Harvard Study Evaluates How Mice With Diabetes React to Fructose

The study found that in diabetic mice, a common sweetener appears to travel straight to the liver, where it causes fat to accumulate.

Fructose, the form of sugar found in table sugar and high-fructose corn syrup, may behave differently in those with diabetes, according to a Harvard study.

In findings to be published in eLife, researchers working with diabetic mice found that once consumed, fructose reacted with a protein that is activated by diabetes, and ships the fructose straight to the liver where it manufactures fat.

The study, which was based on both short-term and long-term feeding experiments, may shed light on what happens when people with diabetes consumer food and drink in which high-fructose corn syrup is used as a sweetener. Fructose is also found to be half of table sugar.

Fructose has been suspected for some time to be a bigger culprit than other forms of sugar in the rise of diabetes. Kimber Stanhope, PhD, RD, of the University of California at Davis has examined the adverse cardiometabolic effects on young adults after consuming fructose for very short periods of time. But finding this association is one thing, and declaring cause and effect is something else. Implicating high-fructose corn syrup has major implications because the low-cost sweetener is widely used in soda and processed foods.

The researchers conducted experiments with mice with and without the metabolic control protein called Txnip. The protein seems to act as a carrier, increasing the number of transporters that filter fructose across the gut wall to the liver, where it causes the build-up of fat and may trigger insulin resistance and hypertension. Insulin resistance leads to the development of type 2 diabetes.
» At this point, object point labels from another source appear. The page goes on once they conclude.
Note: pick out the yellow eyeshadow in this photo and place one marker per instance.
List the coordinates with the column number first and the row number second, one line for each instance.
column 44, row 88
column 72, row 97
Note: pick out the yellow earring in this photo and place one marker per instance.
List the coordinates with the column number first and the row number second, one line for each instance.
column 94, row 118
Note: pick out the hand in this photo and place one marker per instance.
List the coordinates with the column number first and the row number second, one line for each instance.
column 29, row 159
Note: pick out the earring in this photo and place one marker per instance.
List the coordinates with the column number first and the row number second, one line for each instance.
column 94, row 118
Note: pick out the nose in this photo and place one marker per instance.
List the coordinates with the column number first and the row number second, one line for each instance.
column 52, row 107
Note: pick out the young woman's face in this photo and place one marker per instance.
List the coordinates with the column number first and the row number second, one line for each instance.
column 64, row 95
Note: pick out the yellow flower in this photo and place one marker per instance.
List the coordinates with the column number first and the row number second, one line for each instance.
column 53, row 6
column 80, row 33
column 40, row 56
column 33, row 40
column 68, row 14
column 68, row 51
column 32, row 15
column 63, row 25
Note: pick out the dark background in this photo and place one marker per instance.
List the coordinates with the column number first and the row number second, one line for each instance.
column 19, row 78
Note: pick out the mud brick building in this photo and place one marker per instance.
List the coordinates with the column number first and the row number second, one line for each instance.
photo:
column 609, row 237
Diabetes in the mice caused an increase in the protein, and, in turn, more fructose absorption. Those mice without the protein had less severe metabolic disease, even if they consumed sugar consistently for 6 months.

The researchers said more work needs to be done to understand the relationship between fructose and glucose, and how the mechanisms examined in this study relate to the transition from prediabetes to diabetes.

“The next big questions to answer are whether all forms of diabetes increase fructose absorption, and also whether the effects and mechanisms are similar in humans,” said Richard Lee, MD, of Harvard, who supervised the study.

Reference

Dotimas JR, Lee AW, Schmider AB. Diabetes regulates fructose absorption through thioredoxin-interacting protein [published online October 11, 2016]. eLife. 2016;5:e18313.